Flow cytometric analysis of Jurkat cells, untreated (blue) or etoposide-treated (green), using Cleaved PARP (Asp214) (D64E10) XP® Rabbit mAb.
Flow cytometric analysis of Jurkat cells using PARP (46D11) Rabbit mAb (solid line) compared to concentration-matched Rabbit (DA1E) mAb IgG XP® Isotype Control #3900 (dashed line). Anti-rabbit IgG (H+L), F(ab')2 Fragment (Alexa Fluor® 488 Conjugate) #4412 was used as a secondary antibody.
Confocal immunofluorescent analysis of HeLa cells, untreated (left) or treated with Staurosporine #9953 (right), using Cleaved PARP (Asp214) (D64E10) XP® Rabbit mAb (green). Actin filament were labeled with DY-554 phalloidin. Blue pseudocolor = DRAQ5® #4084 (fluorescent DNA dye).
Confocal immunofluorescent analysis of untreated HeLa cells labeled with PARP (46D11) Rabbit mAb (green). Actin filaments have been labeled with Alexa Fluor® 555 phalloidin (red).
Immunohistochemical analysis of paraffin-embedded human tonsil using Cleaved PARP (Asp214) (D64E10) XP® Rabbit mAb.
Western blot analysis of HEK293 cell extracts, untreated (-) or PARP knock-out (+), using PARP (46D11) Rabbit mAb #9532 (upper), or β-actin (13E5) Rabbit mAb #4970 (lower).
Western blot analysis of extracts from HeLa cells, untreated or treated with Staurosporine #9953 (1 μM, 3 hr), Jurkat cells, untreated or etoposide-treated (25 μM, overnight), and THP-1 cells, untreated or cycloheximide-treated (CHX, 10 μg/ml, overnight) followed by treatment with TNF-α #8902 (20 ng/ml, 4 hr), using Cleaved PARP (Asp214) (D64E10) XP® Rabbit mAb (upper), or total PARP Antibody #9542 (lower).
Western blot analysis of extracts from THP-1 cells, untreated or treated with TNF-α and cycloheximide as well as control extracts from SW620 and A20 cell lines, using PARP (46D11) Rabbit mAb.
PhosphoPlus® Duets from Cell Signaling Technology (CST) provide a means to assess protein activation status. Each Duet contains an activation-state and total protein antibody to your target of interest. These antibodies have been selected from CST's product offering based upon superior performance in specified applications.
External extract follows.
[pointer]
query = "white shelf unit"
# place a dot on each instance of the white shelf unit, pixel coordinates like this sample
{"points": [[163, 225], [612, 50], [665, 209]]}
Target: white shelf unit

PARP, a 116 kDa nuclear poly (ADP-ribose) polymerase, appears to be involved in DNA repair in response to environmental stress (1). This protein can be cleaved by many ICE-like caspases in vitro (2,3) and is one of the main cleavage targets of caspase-3 in vivo (4,5). In human PARP, the cleavage occurs between Asp214 and Gly215, which separates the PARP amino-terminal DNA binding domain (24 kDa) from the carboxy-terminal catalytic domain (89 kDa) (2,4). PARP helps cells to maintain their viability; cleavage of PARP facilitates cellular disassembly and serves as a marker of cells undergoing apoptosis (6).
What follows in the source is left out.